PDA

View Full Version : filter files and folder in bash based on names?



Ferrat
December 31st, 2012, 04:05 AM
Hi there,
I have a little problem, I'm trying to create a script that can sort, move and rename files in a directory but can't really find any good information when "googleing" it.

The idea is this

one folder lets call it SOURCE contains a multitude of video files and folders with video files as well as other types, now what I want to do is sort them based on naming conventions as well as other factors and move the to a more appropriate directory.

SOURCE looks like this (folder in fat CAPS, File names non caps)


SOURCE
-paris 2001.mkv
-rio 2000.avi
-CANADA 2006
--montreal-10/12.mp4
--montreak-11/12.mp4
--quebec-13/12.mp4
-CANADA.2011
--montreal-10/12.mp4
--montreak-11/12.mp4
--quebec-13/12.mp4
-trash_file.txt
-JAPAN(2003)
--tokyo-1/5.mp4
--tokyo-2/5.mp4
--tokyo-3/5.mp4

and so on...


now I want it to look like this

NEW FOLDER
-ASIA
--JAPAN
---2003
----tokyo-1/5.mp4
----tokyo-2/5.mp4
----tokyo-3/5.mp4
-NORTH AMERICA
--CANADA
---2006
----montreal-10/12.mp4
----montreak-11/12.mp4
----quebec-13/12.mp4
---2011
----montreal-10/12.mp4
----montreak-11/12.mp4
----quebec-13/12.mp4
-OTHERS
--PARIS
---paris 2001.mkv
--RIO
---rio 2000.avi


and delete everything else.

is this possible in bash if so how? or would python make a better choice and in that case how? :P

Any help would be very appreciated.

Edit:
Should add my approach right now is to check if it's a file or dir etc but I'm not sure how to drive the file/folder names through a "filter" and get the right response.

Vaphell
December 31st, 2012, 04:27 AM
all unsorted files in root dir follow the same format of location-year? or some do and you want to ignore the rest?

Ferrat
December 31st, 2012, 05:04 AM
Sadly not exactly the same format but generally it's name then year and the movies generally have dates in that form or something similar and I want to try and sort them all if possible.
Some general rules
years are separated but can be -2000- or (2000) or .2000.
names are separated but can be name- name.name_part2- name name_part2- name. name.name_part2. name name_part2.
dates are separated but can be 12/12 12.12 12-12
looking at python right now, seems more plausible for a solution

Vaphell
December 31st, 2012, 05:39 AM
dates are separated but can be 12/12 12.12 12-12
i don't think so, that's an illegal char, unless you want to create a dir/file thing
besides i don't see in the example why the dates would matter at all.
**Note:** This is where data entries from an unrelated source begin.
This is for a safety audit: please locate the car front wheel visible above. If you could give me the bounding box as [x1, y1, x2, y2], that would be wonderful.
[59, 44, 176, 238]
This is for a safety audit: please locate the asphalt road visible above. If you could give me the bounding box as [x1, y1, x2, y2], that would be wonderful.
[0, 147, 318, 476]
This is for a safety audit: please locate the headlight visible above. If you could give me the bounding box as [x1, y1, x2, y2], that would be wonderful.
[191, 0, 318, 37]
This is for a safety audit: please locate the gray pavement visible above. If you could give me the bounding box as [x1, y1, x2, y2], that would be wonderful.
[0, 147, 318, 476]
i managed to sort your example in pure bash


#!/bin/bash

dest=./sorted

for r in "[-(][0-9][0-9][0-9][0-9][-)]" "[.[:space:]][0-9][0-9][0-9][0-9]"
do
for d in *$r/
do
x="${d%$r/}"
y="${d//[^0-9]/}"
echo mkdir -p "$dest/$x/$y"
echo mv "$d"* -t "$dest/$x/$y"
done

for f in *$r.*
do
[ -f "$f" ] || continue
x=${f%$r.*}
y="${f//[^0-9]/}"
echo mkdir -p "$dest/${x^^}/$y"
echo mv "$f" -t "$dest/${x^^}/$y"
done
done


$ tree
.
├── CANADA.2011
├── CANADA 2006
├── dest
│** ├── CANADA
│** └── JAPAN
├── JAPAN-2003-
├── sort_crap.sh
├── sorted
│** ├── CANADA
│** │** ├── 2006
│** │** │** ├── montreal-10_12.avi
│** │** │** ├── montreal-11_12.avi
│** │** │** └── quebec-13_12.avi
│** │** └── 2011
│** │** └── montreal-11_12.avi
│** ├── JAPAN
│** │** └── 2003
│** │** ├── tokyo-1_4.mp4
│** │** └── tokyo-2_4.mp4
│** ├── PARIS
│** │** └── 2001
│** │** └── paris 2001.mkv
│** └── RIO
│** └── 2000
│** └── rio 2000.avi
└── trash_file.txt



obviously these echos are a safety valve to see if the output looks like anything remotely desirable without actually running mv. Tests on dummy data encouraged.
i don't think that the real world data is as easy to process as the example was - year tag in 3 possible formats always at the end.

Ferrat
December 31st, 2012, 05:44 AM
No it's probably not as easy, will try out your script and push the output to a log file to see what happens but right now I'm thinking python with regular expressions might be a better way to go?